Russian Federation Senator from the Donetsk People's Republic
- Incumbent
- Assumed office 20 December 2022 Serving with Alexander Ananchenko
- Appointed by: Denis Pushilin

Minister of Foreign Affairs of the Donetsk People's Republic
- In office 23 February 2016 – 19 December 2022
- Preceded by: Aleksandr Kofman
- Succeeded by: Position abolished

Personal details
- Born: 28 September 1984 (age 41) Donetsk, Ukrainian SSR, Soviet Union (now disputed)
- Party: Donetsk Republic
- Education: Kyiv National Economic University

= Nataliya Nikonorova =

Ukrainian separatist politician (born 1984)

Natalia Yurievna Nikonorova (Наталья Юрьевна Никонорова; Наталія Юріївна Никонорова; born on 28 September 1984) is a Ukrainian-Russian politician, who serves as the Russian Federation Senator from the Donetsk People's Republic since 2022. She previously served as the republic's Minister of Foreign Affairs from 2016 until its widely internationally unrecognised annexation by Russia in 2022.

As Foreign Minister, Nikonorova represented her region at the Trilateral Contact Group.

== Biography ==
=== Early life and education ===
Nikonorova was born on 28 September 1984, in Donetsk. In 2001, she graduated from High School No. 115 in Donetsk and entered the International Solomon University in Kyiv. In 2005, she moved to the Faculty of Law of the Kyiv National Economic University, graduating in 2006.

=== Career ===
From 2006 to 2012, Nikonorova worked as an assistant to Svyatoslav Piskun and Hennadiy Moskal, members of the Ukrainian Parliament. During this period, she attended the graduate school of the Koretsky KIHP, entering the Interregional Academy of Personnel Management in 2012.

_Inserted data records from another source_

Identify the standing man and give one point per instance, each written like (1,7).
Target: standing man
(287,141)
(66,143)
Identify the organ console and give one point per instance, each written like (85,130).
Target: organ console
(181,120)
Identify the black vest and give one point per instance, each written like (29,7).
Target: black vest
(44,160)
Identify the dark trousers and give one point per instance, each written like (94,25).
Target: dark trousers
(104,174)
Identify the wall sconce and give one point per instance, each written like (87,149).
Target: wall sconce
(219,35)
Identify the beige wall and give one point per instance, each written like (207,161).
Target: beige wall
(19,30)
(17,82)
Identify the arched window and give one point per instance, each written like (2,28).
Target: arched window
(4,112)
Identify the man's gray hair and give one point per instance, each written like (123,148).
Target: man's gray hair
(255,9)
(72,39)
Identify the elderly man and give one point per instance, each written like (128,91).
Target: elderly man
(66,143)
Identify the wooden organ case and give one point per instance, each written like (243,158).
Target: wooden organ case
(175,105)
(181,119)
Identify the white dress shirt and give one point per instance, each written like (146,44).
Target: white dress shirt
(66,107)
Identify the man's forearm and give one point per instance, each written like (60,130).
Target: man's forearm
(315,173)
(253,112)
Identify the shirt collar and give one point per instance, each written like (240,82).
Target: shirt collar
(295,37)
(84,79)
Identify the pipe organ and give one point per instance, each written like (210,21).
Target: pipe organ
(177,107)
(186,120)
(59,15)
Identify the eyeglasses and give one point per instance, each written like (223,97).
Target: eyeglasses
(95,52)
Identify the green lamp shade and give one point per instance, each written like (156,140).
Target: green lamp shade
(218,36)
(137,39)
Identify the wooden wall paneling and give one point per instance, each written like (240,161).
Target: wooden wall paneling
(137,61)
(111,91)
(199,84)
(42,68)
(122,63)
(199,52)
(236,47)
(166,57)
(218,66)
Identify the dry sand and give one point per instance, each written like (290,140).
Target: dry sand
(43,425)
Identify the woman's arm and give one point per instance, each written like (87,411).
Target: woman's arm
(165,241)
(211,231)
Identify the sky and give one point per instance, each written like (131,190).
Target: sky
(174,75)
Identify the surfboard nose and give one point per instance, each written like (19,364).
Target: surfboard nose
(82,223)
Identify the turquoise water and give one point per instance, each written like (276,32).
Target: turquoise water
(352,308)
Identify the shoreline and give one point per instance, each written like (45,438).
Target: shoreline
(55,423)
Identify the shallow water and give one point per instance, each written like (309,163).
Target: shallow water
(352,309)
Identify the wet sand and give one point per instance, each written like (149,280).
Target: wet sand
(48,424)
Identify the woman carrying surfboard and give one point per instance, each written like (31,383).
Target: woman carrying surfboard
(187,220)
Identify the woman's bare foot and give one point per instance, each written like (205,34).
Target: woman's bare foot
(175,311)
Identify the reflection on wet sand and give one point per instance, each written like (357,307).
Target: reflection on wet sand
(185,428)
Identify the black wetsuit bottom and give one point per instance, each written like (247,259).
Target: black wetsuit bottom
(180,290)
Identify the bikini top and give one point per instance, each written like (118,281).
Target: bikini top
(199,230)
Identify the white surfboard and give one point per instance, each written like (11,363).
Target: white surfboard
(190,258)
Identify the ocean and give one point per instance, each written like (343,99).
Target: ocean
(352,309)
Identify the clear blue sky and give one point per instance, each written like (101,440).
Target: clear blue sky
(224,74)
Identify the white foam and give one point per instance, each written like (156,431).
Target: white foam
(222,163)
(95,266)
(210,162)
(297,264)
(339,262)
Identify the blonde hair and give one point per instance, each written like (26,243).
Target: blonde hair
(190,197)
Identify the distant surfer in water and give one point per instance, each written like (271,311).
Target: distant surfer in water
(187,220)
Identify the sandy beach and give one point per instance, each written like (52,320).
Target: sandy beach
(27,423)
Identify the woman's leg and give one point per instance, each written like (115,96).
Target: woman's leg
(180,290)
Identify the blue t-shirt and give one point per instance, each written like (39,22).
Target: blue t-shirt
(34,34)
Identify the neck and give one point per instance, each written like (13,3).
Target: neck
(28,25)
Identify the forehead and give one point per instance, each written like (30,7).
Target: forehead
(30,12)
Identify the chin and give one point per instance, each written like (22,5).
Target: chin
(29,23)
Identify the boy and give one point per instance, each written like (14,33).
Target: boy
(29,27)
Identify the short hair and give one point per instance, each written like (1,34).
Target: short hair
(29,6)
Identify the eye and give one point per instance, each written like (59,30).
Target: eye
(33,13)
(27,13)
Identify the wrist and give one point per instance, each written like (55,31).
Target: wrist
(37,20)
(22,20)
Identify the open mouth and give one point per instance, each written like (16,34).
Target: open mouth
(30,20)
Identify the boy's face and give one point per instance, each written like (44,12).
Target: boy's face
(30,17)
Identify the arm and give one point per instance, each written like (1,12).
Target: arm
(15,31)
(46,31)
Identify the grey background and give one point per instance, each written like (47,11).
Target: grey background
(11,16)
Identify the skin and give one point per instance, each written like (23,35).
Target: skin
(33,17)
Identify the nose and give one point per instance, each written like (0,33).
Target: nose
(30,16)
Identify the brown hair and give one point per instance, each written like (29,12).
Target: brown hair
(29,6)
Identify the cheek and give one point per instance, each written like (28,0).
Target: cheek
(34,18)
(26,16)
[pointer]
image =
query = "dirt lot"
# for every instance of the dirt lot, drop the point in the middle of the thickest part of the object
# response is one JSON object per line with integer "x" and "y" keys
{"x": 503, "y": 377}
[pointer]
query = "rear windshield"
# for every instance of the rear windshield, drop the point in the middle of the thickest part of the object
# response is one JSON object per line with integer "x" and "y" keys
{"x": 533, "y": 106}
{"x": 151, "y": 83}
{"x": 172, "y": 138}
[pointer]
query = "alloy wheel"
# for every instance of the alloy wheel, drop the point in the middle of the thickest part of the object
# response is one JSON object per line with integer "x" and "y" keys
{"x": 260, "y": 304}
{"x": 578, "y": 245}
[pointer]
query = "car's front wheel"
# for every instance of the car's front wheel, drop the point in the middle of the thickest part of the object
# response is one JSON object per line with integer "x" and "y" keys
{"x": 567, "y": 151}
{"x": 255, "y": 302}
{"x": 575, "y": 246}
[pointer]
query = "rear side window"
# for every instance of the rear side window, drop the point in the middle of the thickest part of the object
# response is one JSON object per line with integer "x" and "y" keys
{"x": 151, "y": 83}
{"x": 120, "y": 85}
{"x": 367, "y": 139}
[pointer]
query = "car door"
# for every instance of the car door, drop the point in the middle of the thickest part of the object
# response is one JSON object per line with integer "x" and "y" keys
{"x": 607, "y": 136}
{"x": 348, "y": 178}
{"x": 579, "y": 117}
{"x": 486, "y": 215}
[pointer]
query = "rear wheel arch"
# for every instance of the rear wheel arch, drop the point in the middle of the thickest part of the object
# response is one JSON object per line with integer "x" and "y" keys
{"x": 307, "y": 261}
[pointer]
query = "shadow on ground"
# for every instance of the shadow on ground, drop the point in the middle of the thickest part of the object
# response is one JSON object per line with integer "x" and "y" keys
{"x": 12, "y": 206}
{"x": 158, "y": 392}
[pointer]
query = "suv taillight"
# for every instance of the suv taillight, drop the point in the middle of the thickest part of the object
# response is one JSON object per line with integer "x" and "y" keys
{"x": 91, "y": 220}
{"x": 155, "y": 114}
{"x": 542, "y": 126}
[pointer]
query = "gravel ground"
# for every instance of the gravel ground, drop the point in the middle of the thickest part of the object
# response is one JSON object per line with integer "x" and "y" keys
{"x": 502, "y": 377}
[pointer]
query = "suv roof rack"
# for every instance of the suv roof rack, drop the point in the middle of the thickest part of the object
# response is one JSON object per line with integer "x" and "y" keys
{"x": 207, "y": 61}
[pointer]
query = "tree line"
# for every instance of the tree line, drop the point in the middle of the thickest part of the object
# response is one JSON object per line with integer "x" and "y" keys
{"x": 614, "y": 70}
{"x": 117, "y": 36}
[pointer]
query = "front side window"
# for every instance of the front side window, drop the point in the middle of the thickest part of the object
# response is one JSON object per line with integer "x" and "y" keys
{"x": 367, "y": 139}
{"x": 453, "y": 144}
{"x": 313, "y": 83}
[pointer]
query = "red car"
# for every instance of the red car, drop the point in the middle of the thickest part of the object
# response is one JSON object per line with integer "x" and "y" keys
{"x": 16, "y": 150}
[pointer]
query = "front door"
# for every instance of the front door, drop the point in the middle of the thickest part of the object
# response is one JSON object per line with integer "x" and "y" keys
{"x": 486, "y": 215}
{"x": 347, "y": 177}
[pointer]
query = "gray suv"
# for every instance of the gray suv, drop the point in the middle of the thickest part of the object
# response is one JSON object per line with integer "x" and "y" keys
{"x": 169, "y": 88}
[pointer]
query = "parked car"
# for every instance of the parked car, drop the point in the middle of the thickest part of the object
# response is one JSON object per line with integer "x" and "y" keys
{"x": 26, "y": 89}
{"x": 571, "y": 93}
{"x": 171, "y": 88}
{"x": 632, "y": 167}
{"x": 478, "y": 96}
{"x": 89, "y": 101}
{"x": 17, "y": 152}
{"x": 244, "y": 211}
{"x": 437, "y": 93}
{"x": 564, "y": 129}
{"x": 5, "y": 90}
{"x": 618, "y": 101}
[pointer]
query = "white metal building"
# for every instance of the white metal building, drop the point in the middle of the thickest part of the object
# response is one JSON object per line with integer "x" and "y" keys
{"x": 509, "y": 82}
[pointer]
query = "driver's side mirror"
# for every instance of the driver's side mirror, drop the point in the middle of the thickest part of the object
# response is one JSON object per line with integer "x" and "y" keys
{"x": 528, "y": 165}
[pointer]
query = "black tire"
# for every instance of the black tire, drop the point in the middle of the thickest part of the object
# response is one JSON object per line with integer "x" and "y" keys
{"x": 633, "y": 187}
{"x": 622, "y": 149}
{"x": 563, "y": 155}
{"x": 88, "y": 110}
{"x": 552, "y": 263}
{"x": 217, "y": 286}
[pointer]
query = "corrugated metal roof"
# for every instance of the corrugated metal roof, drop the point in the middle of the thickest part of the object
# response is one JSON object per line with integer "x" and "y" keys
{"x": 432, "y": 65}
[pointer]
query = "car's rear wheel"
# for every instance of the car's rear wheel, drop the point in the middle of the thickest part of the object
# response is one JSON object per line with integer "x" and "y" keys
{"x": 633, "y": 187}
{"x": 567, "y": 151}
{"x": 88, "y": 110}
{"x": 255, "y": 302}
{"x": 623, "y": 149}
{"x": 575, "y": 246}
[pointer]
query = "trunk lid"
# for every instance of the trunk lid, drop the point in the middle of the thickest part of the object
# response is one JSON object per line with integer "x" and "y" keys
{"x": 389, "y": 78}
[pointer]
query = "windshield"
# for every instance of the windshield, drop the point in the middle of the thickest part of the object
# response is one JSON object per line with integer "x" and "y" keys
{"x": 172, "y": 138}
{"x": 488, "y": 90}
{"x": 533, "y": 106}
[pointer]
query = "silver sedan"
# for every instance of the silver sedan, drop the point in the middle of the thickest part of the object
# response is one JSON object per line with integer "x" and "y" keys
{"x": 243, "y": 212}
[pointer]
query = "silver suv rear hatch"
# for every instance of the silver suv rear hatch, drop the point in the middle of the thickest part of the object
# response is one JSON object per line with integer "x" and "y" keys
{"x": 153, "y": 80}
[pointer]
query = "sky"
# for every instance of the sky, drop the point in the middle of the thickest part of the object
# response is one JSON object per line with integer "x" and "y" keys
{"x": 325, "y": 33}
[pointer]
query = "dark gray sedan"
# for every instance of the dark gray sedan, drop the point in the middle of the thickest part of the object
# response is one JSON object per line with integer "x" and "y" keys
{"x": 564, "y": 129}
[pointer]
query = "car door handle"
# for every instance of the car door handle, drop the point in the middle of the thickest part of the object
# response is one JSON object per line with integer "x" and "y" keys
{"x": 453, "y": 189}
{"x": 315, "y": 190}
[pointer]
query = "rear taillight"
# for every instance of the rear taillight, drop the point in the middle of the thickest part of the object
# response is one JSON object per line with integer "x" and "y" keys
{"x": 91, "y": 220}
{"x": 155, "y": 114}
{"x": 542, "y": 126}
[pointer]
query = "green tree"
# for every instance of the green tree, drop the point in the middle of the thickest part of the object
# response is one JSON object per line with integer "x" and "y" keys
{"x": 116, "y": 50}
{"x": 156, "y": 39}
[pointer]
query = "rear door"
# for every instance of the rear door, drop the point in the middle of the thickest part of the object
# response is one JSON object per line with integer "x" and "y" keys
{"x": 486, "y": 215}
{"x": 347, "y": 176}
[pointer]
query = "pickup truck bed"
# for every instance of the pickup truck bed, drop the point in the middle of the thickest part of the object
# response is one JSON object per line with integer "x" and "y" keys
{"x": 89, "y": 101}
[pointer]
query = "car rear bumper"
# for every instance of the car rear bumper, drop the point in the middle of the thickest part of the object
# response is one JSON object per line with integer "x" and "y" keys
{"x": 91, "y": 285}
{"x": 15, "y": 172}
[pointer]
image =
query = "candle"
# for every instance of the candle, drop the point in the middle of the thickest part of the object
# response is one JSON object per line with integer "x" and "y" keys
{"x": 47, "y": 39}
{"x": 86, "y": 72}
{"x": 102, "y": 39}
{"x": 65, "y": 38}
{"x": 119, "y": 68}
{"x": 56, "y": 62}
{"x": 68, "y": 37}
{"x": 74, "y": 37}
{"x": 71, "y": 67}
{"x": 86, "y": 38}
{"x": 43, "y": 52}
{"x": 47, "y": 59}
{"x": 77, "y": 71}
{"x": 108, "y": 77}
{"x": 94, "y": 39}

During the 2014 pro-Russian unrest in Ukraine, Nikonorova backed the creation of the Donetsk People's Republic (DPR) as an independent state, and was appointed head of the legal department of the republic's newly created parliament.

In 2016, Nikonorova was appointed DPR's Minister of Foreign Affairs, with an additional role of Head of the Interdepartmental Committee for the Accreditation of Humanitarian Missions later added on. Since 2018, she has also been the permanent representative of the DPR in the Trilateral Contact Group on Ukraine, aimed at implementing the solving of the Russo-Ukrainian War.

Her position was abolished with the region's incorporation into the Russia Federation in 2022 during the Russian Invasion of Ukraine, and DPR Head Denis Pushilin subsequently appointed her as Donetsk's co-representative at the Federation Council.

== Personal life ==
Her brother Aleksey Yuryevich Nikonorov was also a lawyer working for the DPR's parliament and was involved as its representative at the Minsk Accords negotiations. Meanwhile, her mother has been involved in the electoral campaign of Donetsk Metallurgical Plant President Alexander Ryzhenkov to be elected to the Verkhovna Rada, and has worked alongside Tamara Yegorenko, Chair of the Lenin District Executive Committee of Donetsk, as well as the Rinat Akhmetov-linked Metinvest General Director Yuriy Ryzhenkov.